Playing Sorabji properly requires a special virtuosity and an interpretive commitment few pianists are willing or able to make. Fredrik Ullen most certainly is singular on both fronts, as one hears readily and astonishingly in his ongoing recording of all 100 Transcendental Studies, the latest volume covering Nos. 63-71 (BIS 1851).
All 100 studies were composed between 1940 and 1944. The later pieces especially are sometimes far longer than a typical etude, with eight or nine parts sounding simultaneously at times, with dense and intense passagework going forward at great lengths, exhaustingly.
Ullen responds with a superhuman effort. The music in this volume gives you Sorabji at his most wonderfully eccentric--a post-Scriabin on steroids, with heroic cascades, avant torrents from a never-ending inventive fountainhead.
They are some of the more incredible piano works written, all told, even though we are hearing only nine of the 100. Fredrick Ullen brings out the expressive clout and high passions of the music with a brilliance it is hard to imagine realized by anyone else to this extent.
It is music of an overwhelming power. Even if you know something of Sorabji the composer, this volume will surprise and I think delight you. Newcomers will find this a bracing listen, too. It is some incredible music! Highly recommended!

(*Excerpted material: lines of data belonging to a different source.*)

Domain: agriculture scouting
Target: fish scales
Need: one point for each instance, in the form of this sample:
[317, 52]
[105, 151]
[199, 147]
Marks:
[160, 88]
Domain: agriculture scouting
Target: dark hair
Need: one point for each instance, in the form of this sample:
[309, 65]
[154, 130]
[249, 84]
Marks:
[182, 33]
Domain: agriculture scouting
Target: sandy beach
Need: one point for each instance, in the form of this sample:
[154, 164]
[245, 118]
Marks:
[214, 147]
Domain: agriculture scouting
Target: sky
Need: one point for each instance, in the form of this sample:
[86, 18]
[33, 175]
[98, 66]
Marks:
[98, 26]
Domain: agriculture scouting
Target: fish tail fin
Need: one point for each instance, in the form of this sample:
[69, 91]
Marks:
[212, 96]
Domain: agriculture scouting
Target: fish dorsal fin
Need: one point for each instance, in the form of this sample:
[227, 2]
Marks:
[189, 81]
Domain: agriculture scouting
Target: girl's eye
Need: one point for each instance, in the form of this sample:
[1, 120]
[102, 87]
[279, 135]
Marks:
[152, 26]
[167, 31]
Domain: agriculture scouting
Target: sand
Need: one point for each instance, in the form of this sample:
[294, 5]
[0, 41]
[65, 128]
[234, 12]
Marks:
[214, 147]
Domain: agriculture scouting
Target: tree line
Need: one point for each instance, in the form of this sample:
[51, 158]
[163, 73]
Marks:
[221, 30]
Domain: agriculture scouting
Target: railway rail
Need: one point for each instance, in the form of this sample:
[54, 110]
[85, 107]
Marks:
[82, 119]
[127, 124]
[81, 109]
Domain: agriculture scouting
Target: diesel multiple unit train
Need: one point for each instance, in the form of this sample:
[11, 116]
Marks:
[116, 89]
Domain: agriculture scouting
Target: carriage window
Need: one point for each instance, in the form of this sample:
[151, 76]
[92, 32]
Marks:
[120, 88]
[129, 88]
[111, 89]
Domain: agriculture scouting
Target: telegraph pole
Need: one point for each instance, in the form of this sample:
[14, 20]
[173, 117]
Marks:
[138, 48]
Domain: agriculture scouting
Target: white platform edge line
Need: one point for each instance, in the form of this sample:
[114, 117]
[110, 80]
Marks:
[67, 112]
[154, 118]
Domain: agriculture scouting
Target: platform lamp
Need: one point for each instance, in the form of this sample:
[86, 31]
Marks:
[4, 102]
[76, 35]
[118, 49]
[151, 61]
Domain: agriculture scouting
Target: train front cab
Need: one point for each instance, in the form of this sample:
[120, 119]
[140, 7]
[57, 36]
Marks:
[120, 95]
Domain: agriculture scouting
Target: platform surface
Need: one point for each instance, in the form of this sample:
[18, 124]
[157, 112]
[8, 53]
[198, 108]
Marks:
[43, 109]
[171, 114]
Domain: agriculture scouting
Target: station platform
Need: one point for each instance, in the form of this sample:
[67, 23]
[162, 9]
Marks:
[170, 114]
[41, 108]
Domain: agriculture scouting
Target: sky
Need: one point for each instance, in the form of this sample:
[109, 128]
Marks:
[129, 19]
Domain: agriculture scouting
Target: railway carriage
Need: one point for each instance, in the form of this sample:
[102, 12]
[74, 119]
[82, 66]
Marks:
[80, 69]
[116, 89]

Volume V of this ongoing series is now out and it is hoped that Volumes VI & VII, to complete the cycle, will become available within the next year or so. It is indeed a most remarkable achievement on Fredrik Ullén's part.
ReplyDeleteThe 100 Transcendental Studies were composed in London in 1940-44. Copies of the composer's ms. score and of the edited typeset score of this monumental work are available from The Sorabji Archive on paper and in .pdf format; enquiries to sorabji-archive@lineone.net.
Further informtion about Sorabji and his work is available at www.sorabji-archive.co.uk .
Alistair Hinton
Curator / Dirctor
The Sorabji Archive
Thank you for the update and background, Alistair. A remarkable achievement, indeed! I have gotten a copy of the latest volume and will be posting on it soon.